Melvin Donaldson smiling

Donaldson receives NIH fellowship to study chronic pain in veterans

Charlie Plain | April 6, 2016
Melvin Donaldson smiling
Doctoral student Melvin Donaldson

School of Public Health epidemiology student Melvin Donaldson was recently awarded a Ruth L. Kirschstein National Research Service Award Individual Predoctoral MD/PhD Fellowship by the NIH’s National Center for Complementary and Integrative Health.

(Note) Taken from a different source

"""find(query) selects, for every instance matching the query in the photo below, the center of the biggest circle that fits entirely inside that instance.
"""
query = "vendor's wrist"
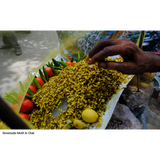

This is an individual fellowship designed to support the training of future clinician-scientists, like Donaldson, who are currently pursuing combined training in a medical school and graduate school.

“I am thrilled to win this award,” says Donaldson. “NIH funding is very competitive, so this is an encouraging endorsement of my training environment, mentors, career goals, and research plans.”

As part of his fellowship, Donaldson has proposed a study that focuses on the experience of chronic pain in veterans and how yoga has shaped the experience of pain and disabling pain among a group of Minnesota National Guard veterans.

“I am interested in mind-body therapies as treatments — not simply managements — for complicated pain conditions,” says Donaldson. “Physicians’ attempts to manage chronic pain with powerful painkillers have created new problems by substituting pain for painkillers without addressing the root causes of pain.”

During his study, Donaldson hopes to explore personal resilience to chronic pain disability, psychological concepts of coping and adaptation, biomedical indicators of treatment success and failure, and aspects of social group functioning among veterans.

“Through this work, I will not only prepare myself for a career as a physician-scientist, but also contribute to our understanding of how therapies work in chronic pain,” says Donaldson.